Ich habe lange genug bei ihm gelebt um zu wissen, wann es besser ist seinen Mund zu halten. Auch wenn es mir überhaupt nicht gefällt, mein Körper erinnert sich an alles. Während mein Unterbewusstsein Master Noir nicht aus den Augen lässt, bewegt sich mein Körper von alleine und einen Moment später knie ich schon vor ihm und beuge mich mit den Fesseln und meinem Oberkörper nach vorne. Ich unterwerfe mich. Nein... Mein Körper unterwirft sich.

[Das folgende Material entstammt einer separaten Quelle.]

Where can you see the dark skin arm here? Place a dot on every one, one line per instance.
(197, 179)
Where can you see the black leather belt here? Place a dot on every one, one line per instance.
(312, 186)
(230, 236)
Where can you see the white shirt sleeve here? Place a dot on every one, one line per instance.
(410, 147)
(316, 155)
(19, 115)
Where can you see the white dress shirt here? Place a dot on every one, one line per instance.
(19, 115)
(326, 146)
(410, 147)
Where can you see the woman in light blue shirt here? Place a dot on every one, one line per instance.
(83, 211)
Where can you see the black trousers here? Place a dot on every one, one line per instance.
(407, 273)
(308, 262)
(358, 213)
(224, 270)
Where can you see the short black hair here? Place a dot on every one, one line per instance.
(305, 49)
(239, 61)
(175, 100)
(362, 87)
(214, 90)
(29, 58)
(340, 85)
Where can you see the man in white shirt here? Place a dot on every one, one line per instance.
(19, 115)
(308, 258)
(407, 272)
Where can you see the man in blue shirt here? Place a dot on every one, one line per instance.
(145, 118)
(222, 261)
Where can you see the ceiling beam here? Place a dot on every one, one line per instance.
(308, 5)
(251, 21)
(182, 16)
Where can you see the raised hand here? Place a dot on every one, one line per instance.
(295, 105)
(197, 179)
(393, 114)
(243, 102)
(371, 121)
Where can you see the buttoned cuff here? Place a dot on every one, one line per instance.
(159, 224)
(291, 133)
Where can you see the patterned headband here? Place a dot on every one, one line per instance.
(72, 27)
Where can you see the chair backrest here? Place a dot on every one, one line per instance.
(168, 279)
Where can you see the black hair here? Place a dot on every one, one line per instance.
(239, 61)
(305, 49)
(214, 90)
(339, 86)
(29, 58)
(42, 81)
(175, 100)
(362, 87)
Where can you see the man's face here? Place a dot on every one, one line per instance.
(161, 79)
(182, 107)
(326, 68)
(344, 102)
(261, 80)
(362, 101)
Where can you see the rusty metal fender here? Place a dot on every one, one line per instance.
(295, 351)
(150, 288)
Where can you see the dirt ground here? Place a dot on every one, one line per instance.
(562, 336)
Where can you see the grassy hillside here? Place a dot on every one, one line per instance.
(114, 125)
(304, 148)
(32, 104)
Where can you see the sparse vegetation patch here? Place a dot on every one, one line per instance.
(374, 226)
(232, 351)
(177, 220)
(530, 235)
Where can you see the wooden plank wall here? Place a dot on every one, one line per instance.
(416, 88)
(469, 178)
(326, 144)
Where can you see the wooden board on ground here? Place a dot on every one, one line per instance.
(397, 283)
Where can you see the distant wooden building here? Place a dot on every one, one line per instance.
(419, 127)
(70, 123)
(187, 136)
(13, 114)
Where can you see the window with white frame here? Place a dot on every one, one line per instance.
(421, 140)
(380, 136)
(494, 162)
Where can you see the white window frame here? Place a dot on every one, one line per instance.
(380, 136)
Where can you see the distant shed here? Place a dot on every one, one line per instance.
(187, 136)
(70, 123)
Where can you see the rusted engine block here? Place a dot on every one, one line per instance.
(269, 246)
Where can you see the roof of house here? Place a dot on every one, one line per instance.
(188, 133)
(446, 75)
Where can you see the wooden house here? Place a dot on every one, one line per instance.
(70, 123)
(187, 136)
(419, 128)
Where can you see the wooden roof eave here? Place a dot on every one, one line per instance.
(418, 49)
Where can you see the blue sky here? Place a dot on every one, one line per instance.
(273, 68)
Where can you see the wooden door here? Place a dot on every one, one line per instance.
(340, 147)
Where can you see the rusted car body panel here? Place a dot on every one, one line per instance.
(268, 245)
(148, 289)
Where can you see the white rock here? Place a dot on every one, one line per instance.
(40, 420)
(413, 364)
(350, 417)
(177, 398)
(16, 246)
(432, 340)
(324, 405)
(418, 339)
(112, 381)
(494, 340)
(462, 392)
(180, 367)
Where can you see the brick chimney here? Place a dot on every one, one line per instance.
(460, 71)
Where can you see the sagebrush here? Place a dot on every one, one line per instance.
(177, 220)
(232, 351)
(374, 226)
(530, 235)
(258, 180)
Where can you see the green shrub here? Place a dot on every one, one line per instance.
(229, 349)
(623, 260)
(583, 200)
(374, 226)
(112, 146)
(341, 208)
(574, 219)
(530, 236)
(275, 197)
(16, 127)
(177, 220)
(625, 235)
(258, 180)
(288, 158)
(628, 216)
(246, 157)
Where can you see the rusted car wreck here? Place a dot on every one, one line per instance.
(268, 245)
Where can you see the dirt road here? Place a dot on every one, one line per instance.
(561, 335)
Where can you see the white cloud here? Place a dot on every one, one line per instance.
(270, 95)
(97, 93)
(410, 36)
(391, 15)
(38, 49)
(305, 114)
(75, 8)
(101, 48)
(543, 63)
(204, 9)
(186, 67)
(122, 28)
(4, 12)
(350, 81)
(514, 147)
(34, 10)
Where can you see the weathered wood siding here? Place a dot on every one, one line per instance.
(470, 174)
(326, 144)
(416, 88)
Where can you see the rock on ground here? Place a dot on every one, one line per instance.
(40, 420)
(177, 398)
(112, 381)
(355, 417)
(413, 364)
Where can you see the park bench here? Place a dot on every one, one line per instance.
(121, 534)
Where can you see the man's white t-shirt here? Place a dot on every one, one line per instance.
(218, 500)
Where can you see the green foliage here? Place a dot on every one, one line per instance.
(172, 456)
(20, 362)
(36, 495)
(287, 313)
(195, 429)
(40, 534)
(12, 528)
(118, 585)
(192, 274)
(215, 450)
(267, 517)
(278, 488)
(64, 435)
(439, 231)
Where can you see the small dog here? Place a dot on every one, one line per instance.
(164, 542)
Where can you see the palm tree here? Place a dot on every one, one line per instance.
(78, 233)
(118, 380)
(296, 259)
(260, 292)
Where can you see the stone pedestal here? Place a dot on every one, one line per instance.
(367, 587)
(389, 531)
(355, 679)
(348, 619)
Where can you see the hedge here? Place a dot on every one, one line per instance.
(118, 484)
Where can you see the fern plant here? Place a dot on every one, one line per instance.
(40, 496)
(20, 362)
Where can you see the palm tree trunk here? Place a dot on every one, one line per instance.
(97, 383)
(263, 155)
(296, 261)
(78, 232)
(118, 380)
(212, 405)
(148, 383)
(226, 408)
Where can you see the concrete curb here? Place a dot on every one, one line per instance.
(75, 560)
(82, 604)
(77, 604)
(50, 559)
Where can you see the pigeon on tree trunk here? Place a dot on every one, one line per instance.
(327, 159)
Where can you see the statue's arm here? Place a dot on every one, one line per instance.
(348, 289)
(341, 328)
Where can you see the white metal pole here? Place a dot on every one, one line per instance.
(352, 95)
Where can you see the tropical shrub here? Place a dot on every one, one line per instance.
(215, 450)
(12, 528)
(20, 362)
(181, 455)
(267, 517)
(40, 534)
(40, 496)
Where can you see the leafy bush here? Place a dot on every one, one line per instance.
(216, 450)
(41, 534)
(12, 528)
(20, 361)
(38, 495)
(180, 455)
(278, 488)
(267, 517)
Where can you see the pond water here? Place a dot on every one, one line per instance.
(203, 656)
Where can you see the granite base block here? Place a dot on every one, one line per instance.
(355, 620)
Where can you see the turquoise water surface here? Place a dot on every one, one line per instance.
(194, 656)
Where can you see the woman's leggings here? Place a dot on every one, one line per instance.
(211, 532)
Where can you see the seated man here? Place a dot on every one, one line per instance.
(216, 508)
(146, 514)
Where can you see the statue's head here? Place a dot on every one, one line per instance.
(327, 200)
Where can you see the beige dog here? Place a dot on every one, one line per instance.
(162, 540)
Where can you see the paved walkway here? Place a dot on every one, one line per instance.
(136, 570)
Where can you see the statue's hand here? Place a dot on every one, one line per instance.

„Schon viel besser... Und zu der Frage, wieso du lebst. Du lebst einzig und alleine um mich, den Master, glücklich zu machen. Um ihm zu gehorchen. Um für ihn zu leben. Dein Körper ist nicht mehr wert als ein Sack Mehl und ich als Master kann machen was ich will, ohne dass du auch nur ansatzweise etwas dagegen machen kannst. Und bevor du jetzt flennst, es geht dir gut, wenn du das machst, was ich will.", erklärt er und ich schaue nun doch entsetzt auf. Wie kann er das behaupten? Es wird mir niemals gut gehen. Wenn er machen darf was er will, kann ich mich direkt von der Brücke werfen.
„ , komm her und bereite ihn vor!", schreit er nun und ich zucke zusammen. Kaum zehn Sekunden später steht ein Junge neben mir. Ich erkenne ihn. Es ist sechs. Aber auch er hat sich verändert. Er schaut auf den Boden und kommt direkt zu mir, verbeugt sich leicht vor Master Noir und hebt mich dann unter den Armen nach oben. Master Noir verschwindet und ich bin nun alleine mit sechs. Dieser befreit meine Arme und stützt mich, sodass ich neben ihm bis zu einem Stuhl laufen kann. Ich bin mir verdammt unsicher, wie ich auf ihn reagieren soll. Er wirkt so... anders...
„W-was ist passiert?", frage ich ganz leise und er schaut mich an. Kaum erwidere ich seinen Blick, läuft es mir eiskalt den Nacken hinunter. Er schaut mich total emotionslos und gebrochen an. Nichts von seinem alten, nervenden und besserwisserischem Wesen ist noch da. Er ist nur eine Puppe. Ein Schatten seiner selbst. Ich denke, so habe ich auch eine Zeit lang ausgesehen. Er aber presst die Lippen nur aufeinander und schüttelt leicht den Kopf. Dann deutet er minimal hinter sich und ich erkenne an der Wand eine Überwachungskamera. Leicht nicke ich und senke wieder meinen Kopf, lasse zu, dass er mir meine Arme und Beine an dem Stuhl festmacht und lasse mir danach auch etwas Wasser einflößen. Es fühlts ich zwar alles einfach nur falsch an und ich will nichts mehr als zurück zu meinem Master Ilja, aber ich habe so das Gefühl, dass auch sechs nicht so glücklich hier ist.
Dann streicht er einen Moment meine Wange, schaut mich traurig an und geht dann ohne ein Wort gesagt zu haben. Und ich? Ich bleibe einfach hier auf dem Stuhl sitzen und warte. Ich habe ein ungutes Gefühl und Angst vor dem was kommt. Ich will nicht wieder von ihm bestraft werden. Ich habe erst in den letzten Wochen das schlimmste verdrängen können und einigermaßen normal meinen Alltag bewältigen, da kann ich nicht jetzt schon wieder damit konfrontiert werden.
Auf einmal kann ich von oben gepolter hören. Es hört sich an, als ob ein Tisch umgefallen wäre und schnelle Schritte sind zu hören. Dann kann ich einen Aufschrei hören. Was hat das zu bedeuten?